The river rliained clear but was rising. This angler headed downstream with Lustrik to a spot that looked like a good place to fish a dry fly as marble trout and grayling were sucking in black mayflies.
"Make a good cast, Jim, let the fly drift over that riffle and try not to disturb too much water. These fish will shut down quickly and this might be your only chance at catching a marble trout this trip," Lustrik said.
"I have had flyfishermen fish with me for days and never catch a marble, so let's not blow an opportunity that you came so far to catch." The pressure was on as I stripped line and began false-casting in the frigid Alpine air. The first cast was almost perfect, but a side current swung the fly inside the feeding seam and I let it drift through before gently lifting it off the water.
The next cast put the fly in the right feeding seam. There was a slight dimple under the fly, and it disappeared as I lifted the rod.
Marble trout react different than rainbows and grayling once hooked and my guide yelled with excitlient, "You have hooked a marble trout; play it carefully, try and get him out of that run and I'll net the trout you have traveled so far to catch."

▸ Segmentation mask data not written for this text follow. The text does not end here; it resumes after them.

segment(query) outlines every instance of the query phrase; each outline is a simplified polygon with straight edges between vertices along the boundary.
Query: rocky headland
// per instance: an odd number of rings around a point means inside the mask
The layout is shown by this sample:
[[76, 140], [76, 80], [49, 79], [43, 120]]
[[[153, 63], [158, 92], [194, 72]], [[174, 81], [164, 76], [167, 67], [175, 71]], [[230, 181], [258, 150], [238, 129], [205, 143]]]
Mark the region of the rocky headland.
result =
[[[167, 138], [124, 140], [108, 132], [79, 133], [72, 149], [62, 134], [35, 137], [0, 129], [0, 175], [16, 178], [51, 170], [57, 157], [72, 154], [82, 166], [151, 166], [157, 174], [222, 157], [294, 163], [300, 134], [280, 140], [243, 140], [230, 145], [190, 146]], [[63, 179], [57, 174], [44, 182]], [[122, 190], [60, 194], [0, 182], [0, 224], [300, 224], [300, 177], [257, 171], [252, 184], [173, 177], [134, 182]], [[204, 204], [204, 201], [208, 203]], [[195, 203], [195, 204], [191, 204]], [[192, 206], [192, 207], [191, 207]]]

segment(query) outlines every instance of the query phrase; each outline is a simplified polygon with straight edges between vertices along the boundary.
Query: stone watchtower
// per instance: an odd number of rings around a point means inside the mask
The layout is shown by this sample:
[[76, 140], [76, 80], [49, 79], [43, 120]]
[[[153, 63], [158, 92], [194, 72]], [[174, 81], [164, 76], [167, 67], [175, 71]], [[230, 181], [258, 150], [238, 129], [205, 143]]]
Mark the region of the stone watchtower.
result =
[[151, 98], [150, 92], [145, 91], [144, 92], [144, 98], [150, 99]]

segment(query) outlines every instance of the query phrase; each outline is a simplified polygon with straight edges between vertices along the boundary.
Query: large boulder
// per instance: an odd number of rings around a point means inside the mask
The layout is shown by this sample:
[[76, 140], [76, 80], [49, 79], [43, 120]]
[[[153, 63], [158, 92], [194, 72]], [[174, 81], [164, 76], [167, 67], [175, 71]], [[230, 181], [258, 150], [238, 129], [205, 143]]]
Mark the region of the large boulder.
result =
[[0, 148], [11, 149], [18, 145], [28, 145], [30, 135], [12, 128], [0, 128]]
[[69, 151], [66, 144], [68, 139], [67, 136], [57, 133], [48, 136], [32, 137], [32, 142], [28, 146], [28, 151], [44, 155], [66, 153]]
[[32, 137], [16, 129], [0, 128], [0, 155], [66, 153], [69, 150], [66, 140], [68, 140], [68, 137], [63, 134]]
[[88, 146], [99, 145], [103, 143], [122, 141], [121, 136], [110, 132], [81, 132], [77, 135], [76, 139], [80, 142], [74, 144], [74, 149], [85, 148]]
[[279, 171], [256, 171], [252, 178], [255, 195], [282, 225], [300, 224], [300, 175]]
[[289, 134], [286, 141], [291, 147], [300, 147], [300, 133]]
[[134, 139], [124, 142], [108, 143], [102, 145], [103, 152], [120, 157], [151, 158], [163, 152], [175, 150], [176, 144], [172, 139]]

The trout didn't jump and only showed its dorsal fin a couple of times. Its fight rliinded me of a brookie's.
The side of the fish glistened, and its dark back blended with the bottom.
After the fight, the trout was carefully led in to a release net. It was not record size — nowhere near, in fact, measuring less than 18 inches. But it had girth and the unique colors on its back and sides made this trout a trophy catch to me.
Marble trout and grayling were still active in the run, so I asked Lustrik to go get my wife to give it a try as darker storm clouds loomed overhead. She managed to take two smaller-class marble trout before the hatch was blown off the river.
My son was the only one who had not yet landed a marble trout; we were running out of time and rain pelted the river. Lustrik wanted him to fish a big hole, which would require a well-placed cast with a heavily weighted sculpin fly. Brook ventured on his own downriver and upon his return his expression told the success of his solo quest to finally land a marble trout. His words explained the scene:
Dad, there was this huge hole, with giant boulders. With rain pouring down I made an upriver cast and let the fly drift down under a boulder and began twitching it back. A large fish attacked the fly right at my feet and I struck twice to ensure a solid hook set. The fish headed back to his underwater cave, but came out in the current and I was able to net it. The fish measured 26 inches and weighed nearly 8 pounds."
Yes, we did travel a long way to fish for marble trout, but the trip was a success and filled with mliories of a beautiful countryside, friendly people and a conservation program that will insure the survival of this very unique trout.